Abstract Glioblastoma (GBM) is the most aggressive type of primary brain tumor in adults. Radiation therapy (RT) is an essential modality for GBM treatment and is recognized to stimulate anti-cancer immunity by at least generating type I interferon (IFN-I) responses. However, RT also exacerbates potent immune inhibitory mechanisms that facilitate immune evasion. Notably, increased lipid synthesis by the fatty acid synthase (FASN) is an emerging mechanism that can account for the deceiving treatment efficacy and immune escape of GBM. Therefore, we hypothesize that FASN-mediated lipid synthesis represents an innate immune evasion mechanism of irradiated GBM. Supporting this hypothesis, we observed that 10 gray (Gy) irradiation of murine GBM cell lines, GL261 and CT2A, upregulates FASN protein expression and increase cellular lipid content determined by BODIPY staining and electronic microscopy. Interestingly, this effect was abrogated when GBM cells were incubated with an inhibitor of FASN. Next, to ask whether FASN was impairing RT-induced IFN-I, GL261 and CT2A cells were engineered to express an inducible shRNA silencing FASN (GBMshFASN) or its non-silencing control (GBMshNS). Irradiation of GBMshNS cells enhanced the secretion of IFN-beta and CXCL10, but this effect was more pronounced when FASN was blocked. Finally, GBMshNS and GBMshFASN cells were orthotopically implanted in mice on day 0. On day 10, selective irradiation (10Gy) was performed to the tumor.
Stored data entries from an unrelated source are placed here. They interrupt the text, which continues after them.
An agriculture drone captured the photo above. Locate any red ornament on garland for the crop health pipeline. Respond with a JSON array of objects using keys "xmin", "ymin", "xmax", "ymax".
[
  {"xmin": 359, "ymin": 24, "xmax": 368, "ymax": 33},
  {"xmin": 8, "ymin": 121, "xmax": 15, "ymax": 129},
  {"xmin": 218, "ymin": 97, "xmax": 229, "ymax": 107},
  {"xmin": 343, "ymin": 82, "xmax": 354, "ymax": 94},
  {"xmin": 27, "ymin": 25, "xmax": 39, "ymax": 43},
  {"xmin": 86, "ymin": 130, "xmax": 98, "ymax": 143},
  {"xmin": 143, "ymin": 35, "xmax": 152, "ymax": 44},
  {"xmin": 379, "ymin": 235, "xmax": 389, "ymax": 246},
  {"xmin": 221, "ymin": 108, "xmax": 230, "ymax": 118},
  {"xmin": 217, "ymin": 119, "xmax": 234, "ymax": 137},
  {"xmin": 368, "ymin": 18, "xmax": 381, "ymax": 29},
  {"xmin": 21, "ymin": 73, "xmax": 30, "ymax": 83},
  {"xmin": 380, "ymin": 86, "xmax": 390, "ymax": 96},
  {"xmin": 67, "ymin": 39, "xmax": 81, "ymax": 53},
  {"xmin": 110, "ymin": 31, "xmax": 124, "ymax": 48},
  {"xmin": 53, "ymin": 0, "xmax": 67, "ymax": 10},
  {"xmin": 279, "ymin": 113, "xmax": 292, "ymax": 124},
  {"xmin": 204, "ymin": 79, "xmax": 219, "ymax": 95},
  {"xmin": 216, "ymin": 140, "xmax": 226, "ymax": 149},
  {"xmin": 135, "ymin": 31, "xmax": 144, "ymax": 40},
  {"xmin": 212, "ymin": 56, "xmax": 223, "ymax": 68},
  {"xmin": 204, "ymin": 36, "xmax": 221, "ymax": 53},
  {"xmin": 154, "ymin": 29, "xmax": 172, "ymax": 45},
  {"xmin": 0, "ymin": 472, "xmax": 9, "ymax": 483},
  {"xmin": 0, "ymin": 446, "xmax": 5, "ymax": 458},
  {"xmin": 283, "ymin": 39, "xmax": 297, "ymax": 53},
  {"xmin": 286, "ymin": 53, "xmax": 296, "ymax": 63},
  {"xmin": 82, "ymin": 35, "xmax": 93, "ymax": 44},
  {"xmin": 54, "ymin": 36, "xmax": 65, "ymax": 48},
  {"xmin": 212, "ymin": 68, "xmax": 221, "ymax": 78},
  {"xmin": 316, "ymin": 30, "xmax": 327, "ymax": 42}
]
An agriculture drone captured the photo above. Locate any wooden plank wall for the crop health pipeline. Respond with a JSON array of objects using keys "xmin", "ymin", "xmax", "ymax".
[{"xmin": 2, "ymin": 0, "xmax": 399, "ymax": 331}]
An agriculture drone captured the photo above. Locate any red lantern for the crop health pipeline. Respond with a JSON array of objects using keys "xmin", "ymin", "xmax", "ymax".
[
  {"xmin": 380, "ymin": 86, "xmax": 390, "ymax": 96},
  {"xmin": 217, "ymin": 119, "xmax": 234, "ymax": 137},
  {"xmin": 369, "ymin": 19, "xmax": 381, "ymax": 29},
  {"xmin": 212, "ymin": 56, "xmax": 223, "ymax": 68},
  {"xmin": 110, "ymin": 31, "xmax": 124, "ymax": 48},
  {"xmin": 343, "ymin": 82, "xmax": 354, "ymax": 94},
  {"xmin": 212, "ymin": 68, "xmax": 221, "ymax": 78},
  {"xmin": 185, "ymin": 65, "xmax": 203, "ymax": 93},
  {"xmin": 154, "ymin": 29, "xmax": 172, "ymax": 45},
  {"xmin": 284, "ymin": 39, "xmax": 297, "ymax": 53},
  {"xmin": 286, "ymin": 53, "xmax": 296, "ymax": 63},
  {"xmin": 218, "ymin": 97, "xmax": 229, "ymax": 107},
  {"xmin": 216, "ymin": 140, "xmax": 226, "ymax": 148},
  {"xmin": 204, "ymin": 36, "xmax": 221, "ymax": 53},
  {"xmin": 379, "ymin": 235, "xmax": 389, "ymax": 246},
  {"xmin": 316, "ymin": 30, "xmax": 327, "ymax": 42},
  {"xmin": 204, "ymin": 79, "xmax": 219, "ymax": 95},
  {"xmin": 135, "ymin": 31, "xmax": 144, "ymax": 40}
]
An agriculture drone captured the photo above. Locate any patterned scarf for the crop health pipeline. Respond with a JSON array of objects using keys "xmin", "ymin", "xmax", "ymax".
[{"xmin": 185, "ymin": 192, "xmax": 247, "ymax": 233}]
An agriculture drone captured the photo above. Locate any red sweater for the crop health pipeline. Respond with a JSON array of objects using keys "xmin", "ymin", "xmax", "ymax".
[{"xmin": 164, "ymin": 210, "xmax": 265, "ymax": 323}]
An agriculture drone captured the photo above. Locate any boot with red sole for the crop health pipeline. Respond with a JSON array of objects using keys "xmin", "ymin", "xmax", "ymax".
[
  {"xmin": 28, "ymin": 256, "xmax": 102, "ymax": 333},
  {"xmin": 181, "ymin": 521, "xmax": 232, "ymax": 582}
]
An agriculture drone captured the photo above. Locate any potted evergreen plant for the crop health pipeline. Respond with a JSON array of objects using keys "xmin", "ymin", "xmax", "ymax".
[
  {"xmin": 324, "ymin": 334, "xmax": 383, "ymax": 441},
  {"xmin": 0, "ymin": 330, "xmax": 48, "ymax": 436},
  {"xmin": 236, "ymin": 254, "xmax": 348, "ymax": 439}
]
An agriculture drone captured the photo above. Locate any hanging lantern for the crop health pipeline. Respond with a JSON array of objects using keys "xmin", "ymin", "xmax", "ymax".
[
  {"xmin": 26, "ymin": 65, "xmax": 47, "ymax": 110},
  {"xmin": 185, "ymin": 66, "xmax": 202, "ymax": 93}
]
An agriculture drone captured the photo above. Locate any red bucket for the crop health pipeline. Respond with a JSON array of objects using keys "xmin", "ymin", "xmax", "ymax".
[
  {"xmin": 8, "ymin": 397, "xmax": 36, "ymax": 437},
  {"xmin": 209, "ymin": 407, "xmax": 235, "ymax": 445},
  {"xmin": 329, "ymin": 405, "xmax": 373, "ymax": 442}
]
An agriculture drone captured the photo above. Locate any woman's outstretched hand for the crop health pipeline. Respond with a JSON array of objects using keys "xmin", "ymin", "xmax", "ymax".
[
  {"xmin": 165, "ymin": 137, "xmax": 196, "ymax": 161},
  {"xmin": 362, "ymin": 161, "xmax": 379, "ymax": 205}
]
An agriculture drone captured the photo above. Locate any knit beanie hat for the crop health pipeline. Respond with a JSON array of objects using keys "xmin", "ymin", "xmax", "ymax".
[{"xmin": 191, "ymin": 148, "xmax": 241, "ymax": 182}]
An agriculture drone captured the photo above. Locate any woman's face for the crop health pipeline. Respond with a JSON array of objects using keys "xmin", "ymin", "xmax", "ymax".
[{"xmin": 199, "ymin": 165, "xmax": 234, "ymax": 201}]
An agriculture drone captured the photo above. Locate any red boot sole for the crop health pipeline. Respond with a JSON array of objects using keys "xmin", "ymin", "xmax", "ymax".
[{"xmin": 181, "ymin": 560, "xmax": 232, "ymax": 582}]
Tumor growth and immune contexture were evaluated on day 17. Magnetic resonance imaging revealed that FASN knockdown reduces tumor growth independently from RT. However, in situ immunofluorescence of GBMshFASN tumors showed increased infiltration of CD8+ T cells and CD11c+ cells only in irradiated mice bearing GBMshFASN tumors. Altogether, our data suggest that RT rewires the energy supply of GBM by promoting FASN-mediated lipid synthesis to foster immune evasion. Targeting FASN is a promising strategy to promote anti-cancer immunity and sensitize irradiated GBM to immunotherapies.